Robert Braczyk
Robert Braczyk is a sculptor who lives and works in New York City. He grew up in central Massachusetts, where a branch of the family ran a casket factory. At sixteen he began work at a furniture factory with two of his uncles. Following high school he studied cabinetmaking at Worcester Industrial Technical Institute for two years. From 1966 to1969 he served in the US Army Exhibit Unit in Washington DC where he ran their fabrication department. In 1974 he received his Bachelor of Fine Arts cum laude in sculpture from Boston University.
As an environmentalist Braczyk calls attention to climate change through carved, dynamic sculptures that are inspired by the origin of the material they are created from, the tree. The branches that are used in the pieces provide a variety of long gently tapering rods, sweeping curves, jogs and forked joints. Though selection, recombining, and mutability are the artist’s strategy, these characteristic growth patterns assert themselves making sculpture from such components a direct dialogue with nature. Braczyk states, “The material itself is a subject.”

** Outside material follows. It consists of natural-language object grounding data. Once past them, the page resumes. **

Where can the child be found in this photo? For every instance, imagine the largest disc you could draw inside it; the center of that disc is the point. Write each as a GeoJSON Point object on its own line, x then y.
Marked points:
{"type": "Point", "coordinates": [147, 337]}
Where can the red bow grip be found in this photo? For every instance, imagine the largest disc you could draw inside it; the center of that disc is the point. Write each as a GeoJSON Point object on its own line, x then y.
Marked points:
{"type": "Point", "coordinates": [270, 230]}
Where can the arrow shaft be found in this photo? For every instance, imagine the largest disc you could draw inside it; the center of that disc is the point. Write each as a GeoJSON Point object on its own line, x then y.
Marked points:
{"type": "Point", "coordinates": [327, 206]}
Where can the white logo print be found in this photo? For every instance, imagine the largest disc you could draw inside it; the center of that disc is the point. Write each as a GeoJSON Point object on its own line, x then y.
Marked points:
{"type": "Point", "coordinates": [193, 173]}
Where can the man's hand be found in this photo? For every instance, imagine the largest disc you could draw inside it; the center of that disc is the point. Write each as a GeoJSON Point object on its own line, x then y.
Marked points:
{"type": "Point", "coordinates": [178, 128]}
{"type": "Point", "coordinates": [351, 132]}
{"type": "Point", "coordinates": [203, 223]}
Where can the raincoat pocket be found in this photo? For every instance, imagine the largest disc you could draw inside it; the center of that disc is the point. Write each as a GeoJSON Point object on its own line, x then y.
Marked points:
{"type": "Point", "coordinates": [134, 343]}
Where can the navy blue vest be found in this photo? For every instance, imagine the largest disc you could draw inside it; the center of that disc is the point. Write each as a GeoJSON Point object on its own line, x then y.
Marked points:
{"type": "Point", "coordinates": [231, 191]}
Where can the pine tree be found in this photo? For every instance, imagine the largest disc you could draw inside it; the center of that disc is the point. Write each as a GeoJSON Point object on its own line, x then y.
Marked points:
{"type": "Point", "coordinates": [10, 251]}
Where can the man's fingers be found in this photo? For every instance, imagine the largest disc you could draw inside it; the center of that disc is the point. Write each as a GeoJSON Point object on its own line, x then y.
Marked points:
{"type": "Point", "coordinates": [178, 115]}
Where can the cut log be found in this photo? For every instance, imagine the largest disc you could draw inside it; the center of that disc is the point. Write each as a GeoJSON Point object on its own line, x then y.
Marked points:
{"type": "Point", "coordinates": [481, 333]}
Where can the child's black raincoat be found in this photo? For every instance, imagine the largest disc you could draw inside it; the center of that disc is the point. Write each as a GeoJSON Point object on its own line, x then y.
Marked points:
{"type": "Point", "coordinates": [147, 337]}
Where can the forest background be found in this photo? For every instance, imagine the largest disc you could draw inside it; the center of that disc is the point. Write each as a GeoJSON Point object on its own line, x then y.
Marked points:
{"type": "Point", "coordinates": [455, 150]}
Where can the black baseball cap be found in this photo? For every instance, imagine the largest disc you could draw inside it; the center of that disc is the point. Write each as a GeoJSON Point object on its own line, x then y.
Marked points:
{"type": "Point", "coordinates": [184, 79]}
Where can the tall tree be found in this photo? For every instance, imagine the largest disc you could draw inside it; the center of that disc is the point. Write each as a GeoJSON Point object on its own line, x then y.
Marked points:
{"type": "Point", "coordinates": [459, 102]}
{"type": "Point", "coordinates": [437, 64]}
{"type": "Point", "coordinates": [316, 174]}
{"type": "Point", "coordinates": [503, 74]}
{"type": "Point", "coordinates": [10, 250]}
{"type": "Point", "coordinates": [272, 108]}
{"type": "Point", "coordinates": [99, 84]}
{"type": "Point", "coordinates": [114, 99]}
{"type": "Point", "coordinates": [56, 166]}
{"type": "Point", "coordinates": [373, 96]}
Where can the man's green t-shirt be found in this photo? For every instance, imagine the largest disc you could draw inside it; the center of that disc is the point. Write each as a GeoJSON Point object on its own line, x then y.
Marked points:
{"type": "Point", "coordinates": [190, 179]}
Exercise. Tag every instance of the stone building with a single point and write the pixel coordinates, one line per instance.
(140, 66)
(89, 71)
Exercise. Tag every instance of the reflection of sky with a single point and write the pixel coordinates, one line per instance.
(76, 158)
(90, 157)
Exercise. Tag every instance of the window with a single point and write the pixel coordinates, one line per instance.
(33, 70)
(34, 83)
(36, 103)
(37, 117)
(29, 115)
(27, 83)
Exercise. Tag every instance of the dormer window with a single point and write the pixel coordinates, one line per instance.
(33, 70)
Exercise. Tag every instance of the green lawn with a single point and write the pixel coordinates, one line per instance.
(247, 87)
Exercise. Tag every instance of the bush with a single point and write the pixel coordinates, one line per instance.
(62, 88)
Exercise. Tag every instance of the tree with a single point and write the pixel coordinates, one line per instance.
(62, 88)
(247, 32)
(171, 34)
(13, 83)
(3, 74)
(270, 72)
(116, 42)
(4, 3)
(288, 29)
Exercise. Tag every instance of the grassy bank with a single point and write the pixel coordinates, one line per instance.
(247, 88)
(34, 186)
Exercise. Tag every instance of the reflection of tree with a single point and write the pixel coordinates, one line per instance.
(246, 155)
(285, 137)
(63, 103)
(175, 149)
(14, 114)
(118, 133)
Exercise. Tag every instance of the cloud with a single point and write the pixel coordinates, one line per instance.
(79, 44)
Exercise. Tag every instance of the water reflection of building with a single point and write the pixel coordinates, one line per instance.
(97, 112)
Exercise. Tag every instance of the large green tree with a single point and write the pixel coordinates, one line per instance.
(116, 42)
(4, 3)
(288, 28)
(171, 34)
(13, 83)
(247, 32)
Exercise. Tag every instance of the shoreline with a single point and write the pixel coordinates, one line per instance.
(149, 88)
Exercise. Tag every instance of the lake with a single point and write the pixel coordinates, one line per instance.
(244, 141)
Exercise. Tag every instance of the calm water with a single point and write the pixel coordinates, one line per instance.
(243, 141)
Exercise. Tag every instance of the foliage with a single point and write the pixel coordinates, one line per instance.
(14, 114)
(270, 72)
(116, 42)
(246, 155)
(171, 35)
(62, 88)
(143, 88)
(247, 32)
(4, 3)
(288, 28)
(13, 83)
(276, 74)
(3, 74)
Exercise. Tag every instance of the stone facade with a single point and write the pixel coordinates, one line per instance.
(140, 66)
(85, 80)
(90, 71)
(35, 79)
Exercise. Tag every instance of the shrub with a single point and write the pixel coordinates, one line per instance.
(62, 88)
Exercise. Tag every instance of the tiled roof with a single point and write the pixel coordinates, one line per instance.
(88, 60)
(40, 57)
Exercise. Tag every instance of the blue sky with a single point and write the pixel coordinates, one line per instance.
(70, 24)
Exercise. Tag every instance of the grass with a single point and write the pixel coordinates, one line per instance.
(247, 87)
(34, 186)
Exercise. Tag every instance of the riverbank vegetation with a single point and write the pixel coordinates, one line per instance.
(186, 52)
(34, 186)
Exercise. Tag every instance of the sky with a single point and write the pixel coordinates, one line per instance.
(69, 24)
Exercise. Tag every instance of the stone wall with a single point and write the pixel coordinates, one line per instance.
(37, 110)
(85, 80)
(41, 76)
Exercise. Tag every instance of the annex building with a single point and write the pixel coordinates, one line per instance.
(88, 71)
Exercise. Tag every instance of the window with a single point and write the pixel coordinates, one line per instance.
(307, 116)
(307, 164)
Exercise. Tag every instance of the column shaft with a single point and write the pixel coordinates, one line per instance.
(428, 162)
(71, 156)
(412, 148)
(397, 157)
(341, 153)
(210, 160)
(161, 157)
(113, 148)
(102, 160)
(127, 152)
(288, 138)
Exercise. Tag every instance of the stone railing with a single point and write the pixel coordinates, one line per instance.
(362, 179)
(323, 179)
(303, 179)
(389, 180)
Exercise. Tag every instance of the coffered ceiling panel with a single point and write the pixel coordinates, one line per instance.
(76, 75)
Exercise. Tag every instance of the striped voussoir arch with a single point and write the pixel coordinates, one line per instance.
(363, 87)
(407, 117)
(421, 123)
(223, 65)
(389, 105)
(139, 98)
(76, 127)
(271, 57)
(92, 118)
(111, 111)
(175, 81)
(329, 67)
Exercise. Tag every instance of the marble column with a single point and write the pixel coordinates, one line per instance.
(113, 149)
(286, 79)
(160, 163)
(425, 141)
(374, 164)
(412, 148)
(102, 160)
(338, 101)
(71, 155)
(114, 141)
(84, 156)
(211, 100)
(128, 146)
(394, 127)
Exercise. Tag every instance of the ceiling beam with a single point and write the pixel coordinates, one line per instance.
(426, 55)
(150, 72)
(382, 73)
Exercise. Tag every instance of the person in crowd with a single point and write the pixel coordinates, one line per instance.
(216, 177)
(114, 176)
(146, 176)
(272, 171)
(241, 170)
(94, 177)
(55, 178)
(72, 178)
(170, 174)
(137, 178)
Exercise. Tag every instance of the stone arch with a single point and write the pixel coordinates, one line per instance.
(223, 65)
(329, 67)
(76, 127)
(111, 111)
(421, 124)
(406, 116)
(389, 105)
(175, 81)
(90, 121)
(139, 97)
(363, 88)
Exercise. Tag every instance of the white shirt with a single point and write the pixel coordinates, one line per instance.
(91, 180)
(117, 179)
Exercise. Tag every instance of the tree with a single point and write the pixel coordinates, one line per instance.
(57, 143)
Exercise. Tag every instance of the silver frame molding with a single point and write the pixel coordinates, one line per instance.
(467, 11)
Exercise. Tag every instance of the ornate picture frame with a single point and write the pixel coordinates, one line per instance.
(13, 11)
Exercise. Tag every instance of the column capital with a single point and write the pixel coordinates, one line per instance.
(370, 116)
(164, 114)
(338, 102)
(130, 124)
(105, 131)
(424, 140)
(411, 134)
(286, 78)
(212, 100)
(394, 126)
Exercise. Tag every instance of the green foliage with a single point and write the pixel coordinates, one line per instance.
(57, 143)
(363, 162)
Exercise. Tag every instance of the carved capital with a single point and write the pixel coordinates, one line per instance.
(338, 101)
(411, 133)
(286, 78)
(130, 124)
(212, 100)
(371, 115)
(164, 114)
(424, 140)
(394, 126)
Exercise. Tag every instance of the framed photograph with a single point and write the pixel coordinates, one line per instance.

Braczyk exhibited his work at the Prince Street Gallery in New York City, has taught sculpture, drawing and artist’s anatomy at the New York Academy of Art and the 92nd Street Y. He won the Daniel Chester French Medal and the Greer Prize at the National Academy of Design. For many years he worked at the Saidenberg Gallery in New York City. In 1999 when the gallery closed, he started a business repairing antique furniture. At various times Robert Braczyk has worked in antique building restoration, as a boat builder, a finish and rough carpenter, art handler, toy designer, framer, and in the Awards and Recognition Industry.